React to failover events:
from praisonaiagents import FailoverManager, FailoverConfig

def on_failover(from_profile, to_profile, error):
    print(f"Failing over from {from_profile} to {to_profile}")
    print(f"Reason: {error}")
    # Log to monitoring system
    
config = FailoverConfig(
    on_failover=on_failover
)

manager = FailoverManager(config)

Provider Status

Monitor provider health:
from praisonaiagents import FailoverManager

manager = FailoverManager()

# Get status of all providers
status = manager.status()
for name, info in status.items():
    print(f"{name}: {info['status']}")
    print(f"  Failures: {info['failure_count']}")
    print(f"  Last success: {info['last_success']}")

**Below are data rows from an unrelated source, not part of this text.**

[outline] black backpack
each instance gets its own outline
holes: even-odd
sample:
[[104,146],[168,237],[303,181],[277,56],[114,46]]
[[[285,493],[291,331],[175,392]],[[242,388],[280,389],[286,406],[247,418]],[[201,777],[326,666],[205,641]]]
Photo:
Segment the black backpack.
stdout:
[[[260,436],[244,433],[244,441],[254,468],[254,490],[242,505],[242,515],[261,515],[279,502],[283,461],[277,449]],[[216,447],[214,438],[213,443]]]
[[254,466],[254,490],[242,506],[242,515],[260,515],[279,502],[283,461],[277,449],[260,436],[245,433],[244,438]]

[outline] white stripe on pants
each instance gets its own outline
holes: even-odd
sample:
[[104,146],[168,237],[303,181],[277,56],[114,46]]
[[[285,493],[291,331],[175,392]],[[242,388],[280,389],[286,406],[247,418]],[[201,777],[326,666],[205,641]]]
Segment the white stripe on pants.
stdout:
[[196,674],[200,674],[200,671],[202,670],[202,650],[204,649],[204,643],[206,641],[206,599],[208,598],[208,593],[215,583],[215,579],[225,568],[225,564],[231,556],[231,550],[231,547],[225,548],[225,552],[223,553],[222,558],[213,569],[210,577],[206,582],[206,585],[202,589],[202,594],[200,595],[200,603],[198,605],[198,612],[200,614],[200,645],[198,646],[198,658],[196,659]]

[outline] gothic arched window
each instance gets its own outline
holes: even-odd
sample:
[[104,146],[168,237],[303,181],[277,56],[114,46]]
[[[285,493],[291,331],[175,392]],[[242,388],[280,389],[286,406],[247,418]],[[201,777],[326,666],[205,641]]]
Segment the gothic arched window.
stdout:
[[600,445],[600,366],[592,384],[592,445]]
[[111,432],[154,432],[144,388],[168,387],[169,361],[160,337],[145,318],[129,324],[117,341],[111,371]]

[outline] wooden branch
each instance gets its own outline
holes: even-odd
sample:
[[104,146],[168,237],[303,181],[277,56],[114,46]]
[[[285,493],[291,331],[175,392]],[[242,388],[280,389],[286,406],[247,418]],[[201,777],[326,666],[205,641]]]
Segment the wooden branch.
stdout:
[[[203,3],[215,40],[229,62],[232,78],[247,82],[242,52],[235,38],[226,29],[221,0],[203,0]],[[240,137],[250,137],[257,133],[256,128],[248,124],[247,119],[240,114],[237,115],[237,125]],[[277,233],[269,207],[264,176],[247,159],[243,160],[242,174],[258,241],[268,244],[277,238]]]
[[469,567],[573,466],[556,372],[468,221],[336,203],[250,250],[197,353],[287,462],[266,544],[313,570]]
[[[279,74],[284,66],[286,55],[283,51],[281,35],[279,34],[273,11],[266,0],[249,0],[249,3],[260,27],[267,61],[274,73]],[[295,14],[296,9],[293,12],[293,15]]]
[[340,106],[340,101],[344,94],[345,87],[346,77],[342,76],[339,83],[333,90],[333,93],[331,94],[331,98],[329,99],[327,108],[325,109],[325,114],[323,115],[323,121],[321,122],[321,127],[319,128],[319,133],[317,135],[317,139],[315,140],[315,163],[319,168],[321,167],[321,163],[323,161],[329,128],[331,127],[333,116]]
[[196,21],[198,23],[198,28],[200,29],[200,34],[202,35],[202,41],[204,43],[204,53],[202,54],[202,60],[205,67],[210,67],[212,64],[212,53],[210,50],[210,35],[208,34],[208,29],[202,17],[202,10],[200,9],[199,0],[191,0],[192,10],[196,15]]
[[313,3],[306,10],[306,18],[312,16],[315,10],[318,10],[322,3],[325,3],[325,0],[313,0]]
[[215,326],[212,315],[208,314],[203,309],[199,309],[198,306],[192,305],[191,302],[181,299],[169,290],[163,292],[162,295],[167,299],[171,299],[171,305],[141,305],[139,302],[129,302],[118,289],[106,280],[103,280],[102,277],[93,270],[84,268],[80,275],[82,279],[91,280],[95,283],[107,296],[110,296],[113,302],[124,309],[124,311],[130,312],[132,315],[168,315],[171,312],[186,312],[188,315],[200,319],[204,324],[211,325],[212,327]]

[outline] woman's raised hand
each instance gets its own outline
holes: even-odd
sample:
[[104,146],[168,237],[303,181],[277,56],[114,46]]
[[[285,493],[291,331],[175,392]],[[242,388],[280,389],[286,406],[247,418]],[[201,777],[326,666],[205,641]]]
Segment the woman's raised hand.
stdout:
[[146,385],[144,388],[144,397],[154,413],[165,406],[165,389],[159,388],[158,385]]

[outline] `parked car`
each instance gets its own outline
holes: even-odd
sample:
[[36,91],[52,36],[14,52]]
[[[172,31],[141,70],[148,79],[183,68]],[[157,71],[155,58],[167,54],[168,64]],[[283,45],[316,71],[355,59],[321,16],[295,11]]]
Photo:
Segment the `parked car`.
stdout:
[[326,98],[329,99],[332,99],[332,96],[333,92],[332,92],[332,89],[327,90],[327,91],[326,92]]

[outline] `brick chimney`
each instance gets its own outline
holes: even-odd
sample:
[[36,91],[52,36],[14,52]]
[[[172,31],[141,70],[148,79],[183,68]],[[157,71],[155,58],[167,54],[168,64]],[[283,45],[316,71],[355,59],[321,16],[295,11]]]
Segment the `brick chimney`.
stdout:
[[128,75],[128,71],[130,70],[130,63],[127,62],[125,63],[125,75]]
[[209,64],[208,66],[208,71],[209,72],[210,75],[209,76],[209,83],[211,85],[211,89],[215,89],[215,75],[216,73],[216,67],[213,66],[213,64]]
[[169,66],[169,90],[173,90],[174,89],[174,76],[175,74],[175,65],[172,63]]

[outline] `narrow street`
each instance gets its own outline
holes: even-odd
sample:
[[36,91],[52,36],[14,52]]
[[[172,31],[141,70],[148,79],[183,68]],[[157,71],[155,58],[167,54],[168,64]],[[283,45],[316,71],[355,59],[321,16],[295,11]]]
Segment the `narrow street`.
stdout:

# Reset a provider after recovery
manager.mark_success("openai")

# Reset all providers
manager.reset_all()

Best Practices

Always have at least 2-3 providers configured. This ensures availability even during major outages.
Enable exponential_backoff=True to avoid hammering providers during issues. This helps you stay within rate limits.
Order providers by cost and reliability. Put cheaper/faster providers first, with premium providers as fallback.
Use the on_failover callback to track when failovers occur. This helps identify provider issues early.